Ripeteva. Poi l’aveva abbracciata e si era messo a piangere. Anja non aveva mai visto il fratello piangere nemmeno davanti ai corpi dei genitori, nemmeno quando avevano seppellito Konsta nel giardino, insieme al suo pupazzo a forma di coniglio. Gli altri li avevano lasciati dove stavano, non c’era tempo per seppellirli. Ci avrebbe pensato qualcun altro.
Anja, scende dalle spalle di Goran, sa di sudore e cipolla.

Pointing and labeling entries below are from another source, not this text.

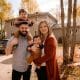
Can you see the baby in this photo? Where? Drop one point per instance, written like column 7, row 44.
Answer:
column 37, row 53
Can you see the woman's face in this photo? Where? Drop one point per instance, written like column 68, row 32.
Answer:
column 43, row 28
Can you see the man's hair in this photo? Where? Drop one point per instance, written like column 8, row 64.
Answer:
column 22, row 11
column 36, row 36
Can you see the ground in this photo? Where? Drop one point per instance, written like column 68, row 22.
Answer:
column 74, row 74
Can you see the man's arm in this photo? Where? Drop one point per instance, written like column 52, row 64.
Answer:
column 8, row 49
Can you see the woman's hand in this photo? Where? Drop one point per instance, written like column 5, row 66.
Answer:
column 34, row 48
column 14, row 42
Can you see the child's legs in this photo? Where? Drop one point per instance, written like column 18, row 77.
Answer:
column 26, row 74
column 16, row 75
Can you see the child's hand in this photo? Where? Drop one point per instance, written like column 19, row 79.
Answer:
column 14, row 42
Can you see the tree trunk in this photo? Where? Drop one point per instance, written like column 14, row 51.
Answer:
column 68, row 28
column 73, row 31
column 65, row 57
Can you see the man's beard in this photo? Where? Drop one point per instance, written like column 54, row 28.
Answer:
column 23, row 34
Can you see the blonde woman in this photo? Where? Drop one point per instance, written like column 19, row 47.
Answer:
column 47, row 61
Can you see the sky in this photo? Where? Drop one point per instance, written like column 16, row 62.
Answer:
column 44, row 5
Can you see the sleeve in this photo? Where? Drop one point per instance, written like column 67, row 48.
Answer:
column 49, row 52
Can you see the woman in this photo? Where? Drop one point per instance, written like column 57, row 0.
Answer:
column 49, row 56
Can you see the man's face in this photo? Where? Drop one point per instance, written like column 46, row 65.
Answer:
column 23, row 29
column 23, row 15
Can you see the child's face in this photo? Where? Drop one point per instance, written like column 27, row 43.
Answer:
column 23, row 15
column 37, row 40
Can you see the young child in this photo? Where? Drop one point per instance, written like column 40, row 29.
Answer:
column 36, row 43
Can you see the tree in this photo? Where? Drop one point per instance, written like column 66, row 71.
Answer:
column 73, row 31
column 68, row 28
column 30, row 5
column 63, row 32
column 5, row 9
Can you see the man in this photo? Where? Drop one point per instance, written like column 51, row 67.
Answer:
column 17, row 46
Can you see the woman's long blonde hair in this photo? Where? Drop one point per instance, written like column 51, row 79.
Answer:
column 49, row 31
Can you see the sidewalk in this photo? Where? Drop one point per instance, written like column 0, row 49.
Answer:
column 6, row 68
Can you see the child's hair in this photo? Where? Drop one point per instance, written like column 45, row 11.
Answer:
column 36, row 36
column 22, row 11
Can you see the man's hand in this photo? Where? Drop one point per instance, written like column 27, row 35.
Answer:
column 14, row 42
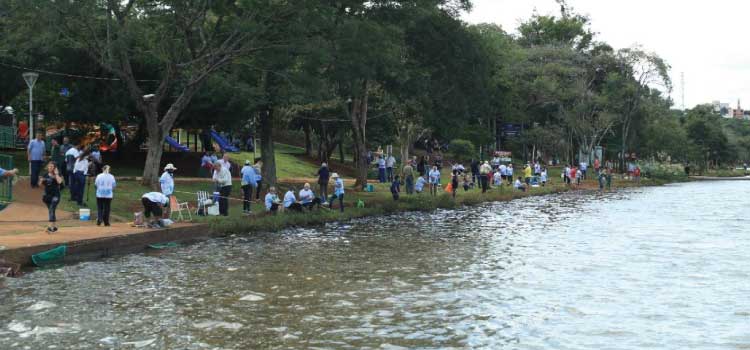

Non sopporta il suo odore, la pelle unta, le mani grandi e gli occhi neri.
«Luka è ubriaco».
Dice mettendosi l’elmetto senza guardarlo, Goran si gira verso il rifugio, dove Luka sta di guardia.
«Adesso vado là io».
La fissa con l’elmetto, imbacuccata nei vestiti da uomo, molto più grandi di lei, sembra uno spaventa passeri.
«Occhio là fuori».
Anja annuisce, si volta e inizia a camminare verso il muro.
Tocca di nuovo il suo amuleto. Quello di Adria era la foto di una donna nuda. Ride. In guerra un soldato deve ridere.
La terra si fa sempre più molle e umida, camminare è faticoso. Il fango si attacca sotto gli scarponi e li rende sempre più pesanti, ogni tanto deve fermarsi, pulirli e ripartire. Vicino al muro, quando sarà sotto il tiro dei cecchini non potrà più farlo. Tocca per l’ultima volta il suo amuleto. Sulla corda di spago della collana ha attaccato un ricciolo dei capelli di Kosta. È riuscita a strapparlo prima di seppellirlo. L’hanno riconosciuto solo per i capelli biondi, il resto del corpo era tutto nero, rigido sembrava una bambola bruciata. La buca l’aveva scavata Adria.
Anja striscia per terra come fanno i gatti, così riesce a non farsi vedere dai cecchini.
Adria le ha insegnato anche questo.
Prima della guerra quando vivevano a casa con i genitori, non la prendeva mai in considerazione, la picchiava e basta o le faceva scherzi terribili, come quella volta che le mise una lucertola morta dentro il letto e la mamma lo riconcorse con la scopa.
Mentre a carponi s’avvicina al muro, Anja ride ripensando a quella scena. Ma adesso deve restare seria, da lontano si vedono brillare le canne dei fucili dei cecchini. Una volta raggiunto il muro, punta gli scarponi sui mattoni e sale. Adria faceva a gara per scavalcare il muro del giardino con gli amici, era sempre il più bravo riusciva a farlo quasi con un salto. Ci aveva provato a insegnarle a farlo, ma non c’era stato niente da fare, era ancora troppo bassa.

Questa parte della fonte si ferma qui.